Frage an Erik Schweickert von Johannes B. bezüglich Gesellschaftspolitik, soziale Gruppen
Sehr geehrter Herr Schweickert,
Sie haben bei dem Antrag der Fraktion Die Linke Wasser ist Menschenrecht - Privatisierung verhindern (Drucksache 17/12482) mit "Nein" gestimmt!

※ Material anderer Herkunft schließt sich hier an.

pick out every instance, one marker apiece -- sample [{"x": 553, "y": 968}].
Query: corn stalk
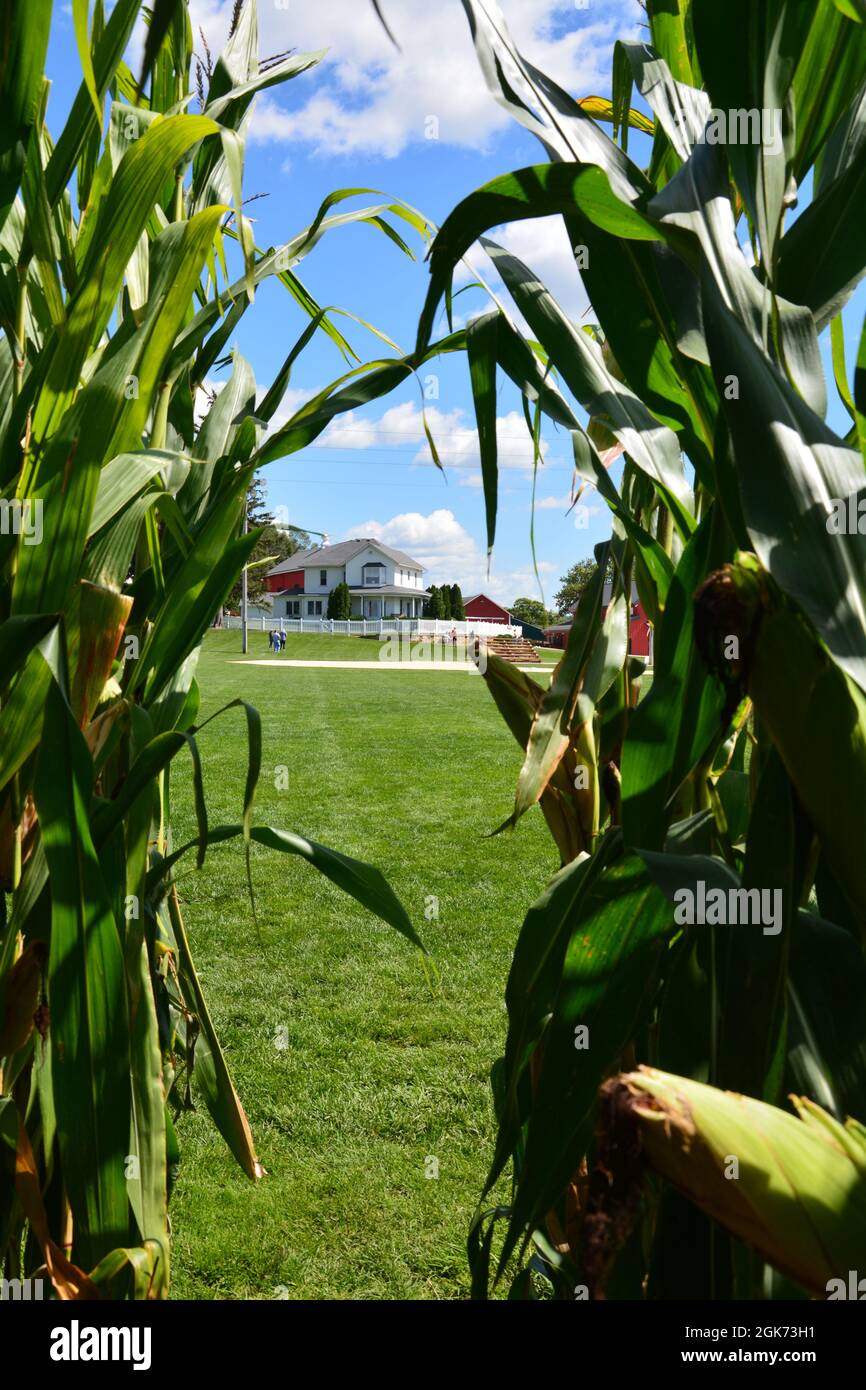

Demnach ist Wasser für sie kein Menschenrecht! Meine Frage ist nun ob das wirklich Ihr Ernst und Ihre Überzeugung ist?Falls nicht, warum haben sie dann so abgestimmt?
Mit freundlichen Grüßen,
Johannes Bauer
Sehr geehrter Herr Bauer,
haben Sie vielen Dank für Ihre Frage vom 08. März 2013 bezüglich der Privatisierung des Wassermarkts. Ihre Sorgen bezüglich der Privatisierung von Trinkwasser teile ich grundsätzlich. Die FDP ist seit vielen Jahren gegen die Privatisierung des Trinkwassers und hat dies in den Beratungen zur EU-Konzessionsrichtlinie auch deutlich gemacht. Deshalb war die Privatisierung auch nie das Ziel der Konzessionsrichtlinie der EU.
Zunächst jedoch kurz zu Ihren Fragen: Ja ich erkenne Wasser als ein Menschenrecht an, schließlich haben die Vereinten Nationen dies bereits 2010 mit einer Resolution getan. Und ja, ich habe gegen den Antrag der Linken gestimmt und zwar ganz einfach, weil ich ihn für überflüssig halte. Zum einen eben weil Wasser bereits als Menschenrecht anerkannt wurde, zum anderen, weil sein Inhalt völlig an den Haaren herbeigezogen ist. Der Antrag zielt auf etwas ab, was von den Medien in die Richtlinie hinein gelesen wurde, so aber überhaupt nicht darin steht. Das kann Ihnen jeder bestätigen, der den Text dieser Richtlinie auch einmal selbst gelesen hat und nicht nur unreflektiert emotionale Einlassungen übernimmt. Der Artikel „Die Wasserlüge“ aus der ZEIT vom 21.Februar 2013 stellt das zudem auch ganz klar fest (http://www.zeit.de/wirtschaft/2013-02/wasser-stadtwerke-privatisierung-eu-kommission).
Die EU-Richtlinie soll lediglich mehr Rechtssicherheit und einen besseren Zugang zu den Konzessionsmärkten schaffen. Über Jahre haben wir das Amigo-Wirtschaften der südeuropäischen Länder kritisiert, bei dem Aufträge unter der Hand vergeben wurden. Dagegen wird jetzt mit der Richtlinie vorgegangen. Ein transparentes Vergabeverfahren leistet einen Beitrag zur Korruptionsbekämpfung. In wirtschaftlich angespannten Zeiten in einigen EU-Mitgliedstaaten ist es wichtig, dass Steuergelder den Bürgerinnen und Bürgern zugutekommen und nicht in dunklen Kanälen versickern. Das ist das einzige Ziel der Richtlinie.
Es wird dadurch aber keine Kommune zur Privatisierung der Trinkwasserversorgung gezwungen. Die Konzessions-Richtlinie gilt zudem nur dann, wenn die Kommunen im Rahmen ihrer Autonomie die Entscheidung getroffen haben, eine Leistung von einem privaten Unternehmen erbringen zu lassen. Dann ist die Kommune verpflichtet, ein faires und transparentes Verfahren durchzuführen, in dem alle Bieter gleich behandelt werden. Die Richtlinie stärkt auch die Rechte der unterlegenen Bieter. Sie können die Vergabeentscheidung rechtlich überprüfen lassen.
Deutlich festzuhalten gilt es, dass weder die hohe Wasserqualität noch die Versorgungssicherheit in
Deutschland von der Richtlinie gefährdet sind. Im Gegenteil: Jede Kommune kann auch künftig hohe Anforderungen an die zu erbringende Leistung stellen. Auch andere Aspekte wie die Wartung und Investition in die Netze, sowie die Einhaltung bestimmter Umwelt- und Sozialstandards können zur Grundlage der Auswahlentscheidung gemacht werden. Insofern bleibt es in der Hand der jeweiligen Kommune, wie sie ihre Wasserversorgung organisiert. Jede Kommune kann also nach wie vor eigenständig entscheiden, die Wasserversorgung als kommunale Aufgabe der Daseinsvorsorge selbst zu erbringen.
Ich hoffe, meinen Ausführungen dienen einem besseren Verständnis dieses komplexen Themas, welches leider oftmals in der Berichterstattung sehr verzerrt dargestellt wurde.